— Петр Алексеевич Сиволапов, вас просит зайти к ней в кабинет Алена Владимировна. Пожалуйста, поспешите. Ей надо срочно уехать.
Сиволапов виновато взглянул на Ингу. Она какое-то время молчала с непроницаемым выражением лица, потом сказала сухо, глядя в сторону:
— Иди. На ковер вызывают.
Хотела добавить еще что-то обидное и горькое, но сдержалась.
В этот торжественный для театра день постоянно дождливая, сумрачная погода точно снизошла до земных утех и решила принять участие в празднике. Чистый сухой воздух с откровенным целомудрием открыл взглядам прохожих много дней запеленатые влажным густым туманом голые стволы деревьев. Ярко-голубое, без единого облачка небо казалось только что умытым холодной ключевой водой — таким до восторга свежим и обновленным преподносилось оно людям. Над зданием театра, как обычно, кружили стаи голубей, но сегодня их белоснежное парение под бирюзовым куполом было особенно торжественным.
Актеры, монтировщики, реквизиторы, осветители, занятые в подготовке вечера, то и дело выскакивали во двор, чтобы еще и еще раз зарядиться той бодростью и энергетикой, которую сегодня так щедро расплескивала природа.
Юбилейный день пришелся на дежурство мадам Оболенской, и она поразила всех своей элегантной наружностью. Волосы были тщательно уложены волнами и, как заметил кто-то из актеров, напоминали головку Греты Гарбо. Из-под черного шелкового костюма воланами легчайшего шифона выглядывали белый воротничок и манжеты, и даже непременные ажурные перчатки сегодня заменили тоненькие атласные.
Гости начали съезжаться к семи. Въезд в переулок был перекрыт милицией, и пропускали только по приглашениям.
После полагающихся официальных речей и поздравлений правительства Москвы, различных общественных организаций и коммерческих структур на сцену стали выходить представители других московских театров — директора, главные режиссеры, артисты. Сцена была оформлена с огромным вкусом — тут уж постаралась сама Алена. Смонтированные из разных спектаклей декорации являли своеобразный сценографический коллаж — яркое и дерзкое сочетание несочетаемого, что еще раз позволяло в полной мере прочувствовать мощную индивидуальность главного режиссера.

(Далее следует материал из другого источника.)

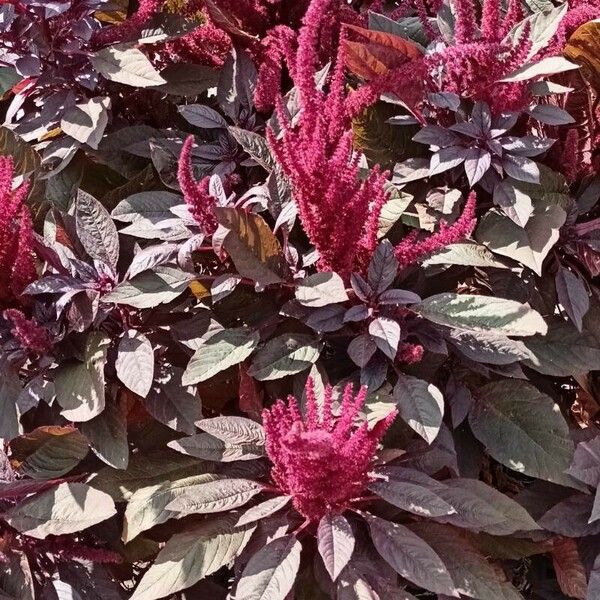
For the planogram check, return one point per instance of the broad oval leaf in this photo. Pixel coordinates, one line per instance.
(150, 288)
(192, 555)
(410, 556)
(321, 289)
(483, 508)
(208, 447)
(523, 429)
(271, 572)
(68, 508)
(482, 313)
(411, 490)
(253, 247)
(49, 452)
(147, 506)
(335, 540)
(234, 430)
(471, 572)
(80, 386)
(383, 267)
(386, 335)
(263, 510)
(529, 244)
(96, 230)
(563, 351)
(420, 404)
(126, 65)
(223, 350)
(284, 355)
(215, 496)
(135, 362)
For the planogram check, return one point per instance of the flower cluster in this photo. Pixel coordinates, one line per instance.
(411, 249)
(316, 154)
(480, 57)
(17, 266)
(196, 193)
(322, 460)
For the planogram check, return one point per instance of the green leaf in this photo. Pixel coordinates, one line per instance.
(147, 506)
(174, 404)
(184, 79)
(271, 572)
(480, 507)
(86, 122)
(572, 295)
(471, 573)
(410, 556)
(8, 78)
(223, 350)
(393, 209)
(10, 388)
(135, 362)
(190, 556)
(550, 65)
(254, 249)
(255, 145)
(321, 289)
(420, 404)
(215, 496)
(150, 288)
(284, 355)
(146, 470)
(528, 245)
(153, 206)
(335, 541)
(80, 386)
(488, 347)
(234, 430)
(16, 579)
(563, 351)
(263, 510)
(543, 25)
(208, 447)
(68, 508)
(523, 429)
(482, 313)
(49, 452)
(107, 434)
(96, 230)
(412, 491)
(127, 65)
(465, 254)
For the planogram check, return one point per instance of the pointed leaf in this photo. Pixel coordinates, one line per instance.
(192, 555)
(321, 289)
(421, 405)
(523, 429)
(271, 572)
(335, 540)
(410, 556)
(68, 508)
(220, 352)
(135, 362)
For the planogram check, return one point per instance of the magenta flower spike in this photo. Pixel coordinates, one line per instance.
(322, 460)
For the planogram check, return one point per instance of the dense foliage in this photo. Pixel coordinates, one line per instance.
(299, 300)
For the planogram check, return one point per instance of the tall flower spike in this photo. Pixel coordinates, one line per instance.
(17, 266)
(196, 194)
(323, 461)
(337, 213)
(410, 250)
(131, 26)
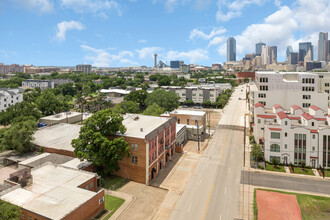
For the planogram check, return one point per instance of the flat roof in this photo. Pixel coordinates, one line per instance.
(188, 112)
(57, 136)
(139, 126)
(60, 116)
(54, 192)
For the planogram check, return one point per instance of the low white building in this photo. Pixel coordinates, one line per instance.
(294, 135)
(9, 97)
(287, 88)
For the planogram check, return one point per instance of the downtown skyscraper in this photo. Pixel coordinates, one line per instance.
(231, 49)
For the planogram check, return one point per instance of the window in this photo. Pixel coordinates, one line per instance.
(275, 135)
(275, 148)
(307, 97)
(306, 105)
(134, 159)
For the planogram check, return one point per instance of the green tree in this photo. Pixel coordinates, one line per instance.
(256, 152)
(20, 134)
(9, 211)
(154, 110)
(50, 104)
(94, 144)
(126, 107)
(19, 109)
(167, 100)
(138, 96)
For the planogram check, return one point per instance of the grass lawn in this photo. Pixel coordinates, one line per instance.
(112, 203)
(114, 181)
(306, 171)
(278, 168)
(312, 207)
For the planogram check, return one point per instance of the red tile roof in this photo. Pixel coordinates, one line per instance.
(259, 105)
(282, 115)
(315, 108)
(275, 129)
(277, 106)
(307, 116)
(296, 107)
(266, 116)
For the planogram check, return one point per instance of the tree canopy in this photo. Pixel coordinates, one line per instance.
(9, 211)
(19, 135)
(167, 100)
(95, 143)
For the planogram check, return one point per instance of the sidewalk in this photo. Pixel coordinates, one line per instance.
(128, 201)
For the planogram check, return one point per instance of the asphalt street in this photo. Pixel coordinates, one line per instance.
(213, 190)
(303, 184)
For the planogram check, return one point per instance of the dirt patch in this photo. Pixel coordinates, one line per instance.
(277, 206)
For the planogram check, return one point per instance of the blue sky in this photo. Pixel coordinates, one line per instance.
(128, 32)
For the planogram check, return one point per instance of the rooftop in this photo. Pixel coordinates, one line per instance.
(139, 126)
(54, 192)
(188, 112)
(58, 136)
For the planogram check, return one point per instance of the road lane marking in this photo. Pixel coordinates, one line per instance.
(189, 207)
(224, 148)
(207, 202)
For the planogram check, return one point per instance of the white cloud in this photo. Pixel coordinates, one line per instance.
(196, 33)
(228, 10)
(194, 56)
(287, 26)
(65, 26)
(148, 52)
(44, 6)
(102, 58)
(99, 7)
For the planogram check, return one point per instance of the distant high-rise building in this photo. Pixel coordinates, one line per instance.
(176, 64)
(304, 47)
(85, 68)
(323, 46)
(273, 54)
(231, 49)
(293, 58)
(289, 50)
(259, 48)
(155, 60)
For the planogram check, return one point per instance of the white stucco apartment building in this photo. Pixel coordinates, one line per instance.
(293, 135)
(286, 89)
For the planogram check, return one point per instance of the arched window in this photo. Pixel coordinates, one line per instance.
(275, 148)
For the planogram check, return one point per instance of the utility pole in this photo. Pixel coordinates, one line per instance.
(198, 137)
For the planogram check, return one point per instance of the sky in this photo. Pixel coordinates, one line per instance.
(118, 33)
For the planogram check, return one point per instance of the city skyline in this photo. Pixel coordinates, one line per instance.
(67, 32)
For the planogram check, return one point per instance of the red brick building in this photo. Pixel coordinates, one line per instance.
(152, 140)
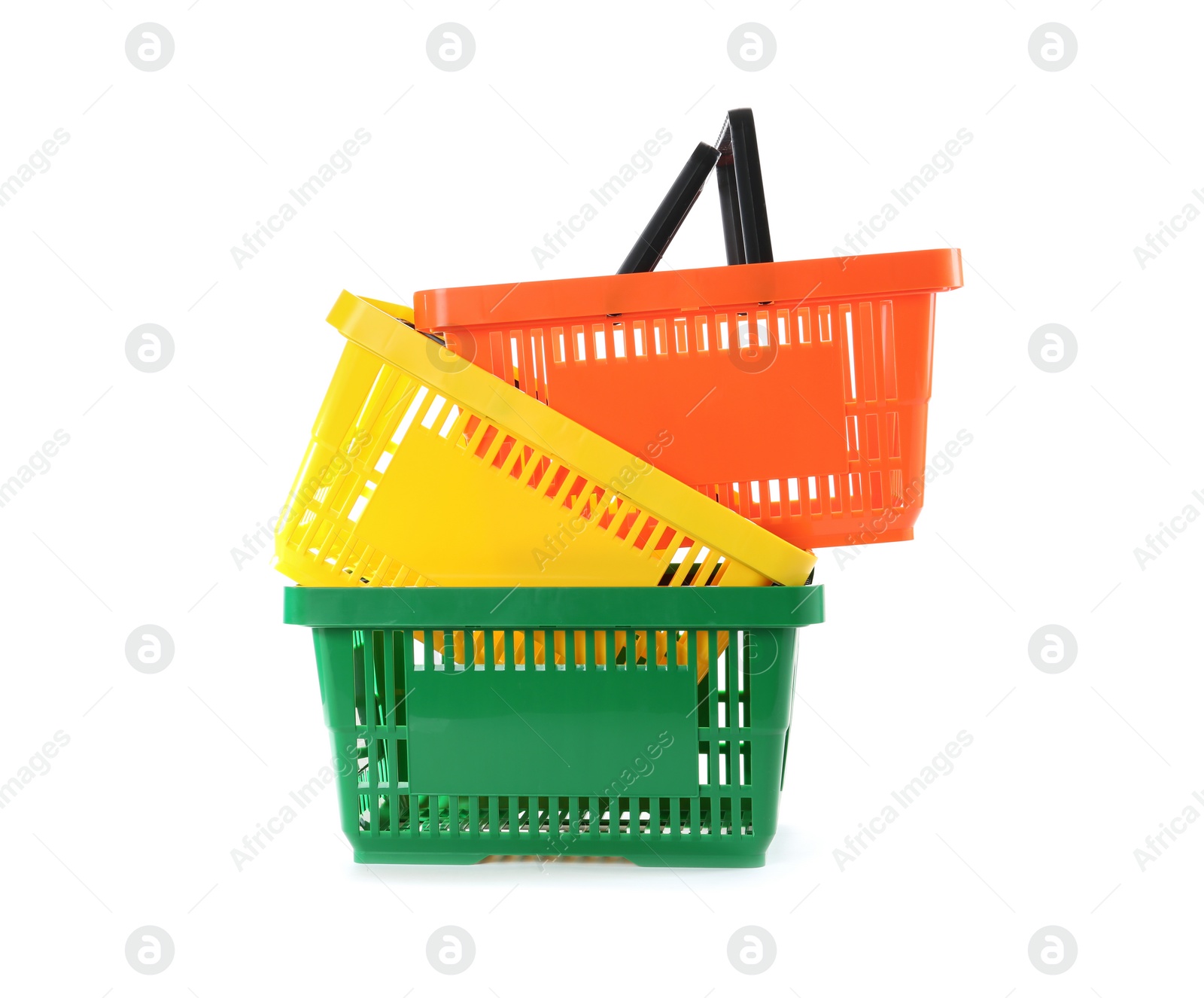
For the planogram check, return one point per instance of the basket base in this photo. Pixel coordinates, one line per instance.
(473, 859)
(667, 855)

Капустник, за который так все боялись, прошел на редкость удачно — актеры находились в приподнятом настроении, а непрекращающийся смех зрителей раскрепощал и придавал легкую импровизационность их самочувствию. Больше всех насмешила Женя Трембич, показывающая Алену, — она была одета осой с длинным тоненьким жалом, которым время от времени колола нерадивых артистов, круглые черные очечки подобострастно протирал громадным шейным платком Миша Трифонов, фактурный молодой актер, точно схвативший пластику и слегка по-сибирски окающую речь Сиволапова. А гудящий с резкими перепадами настроений голос осы — Алены — составил с ним невообразимо колоритный дуэт.
После капустника на сцену вышла Инга Ковалева. Так хороша она еще не была никогда. Блестящее черное платье с глубоким вырезом облепливало чешуей ее гибкое сильное тело, две тонюсенькие бретельки пересекали круглые красивые плечи, на длинной шее скромно поблескивал бриллиантовый крестик на черной бархотке, волосы, гладко зачесанные в низкий пучок, придавали ее облику одухотворенную скромность. Ей зааплодировали. Инга слегка наклонила голову, улыбнулась и начала рассказывать, какие развлечения ждут гостей. В конце своего устного путеводителя по этажам театра Инга сообщила, что рядом с баром работает секс-кабинет. Внезапно возникла эротическая мелодия в исполнении Фредди Меркури, и Инга одним резким движением головы разметала по плечам длинные, роскошные, усыпанные блестками волосы и, вторым движением, скинув платье, предстала перед обалдевшими зрителями в таком же черном чешуйчатом купальнике-бикини и в длинных, закрывающих колени серебряных сапогах на высоченной шпильке. Тут на нее с колосников посыпался дождь конфетти и серпантина, и Инга, поклонившись зрителям, зазывно поманила их вытянутыми руками, словно обнимая и обещая море блаженства, и, нарочито виляя бедрами, скрылась в портале.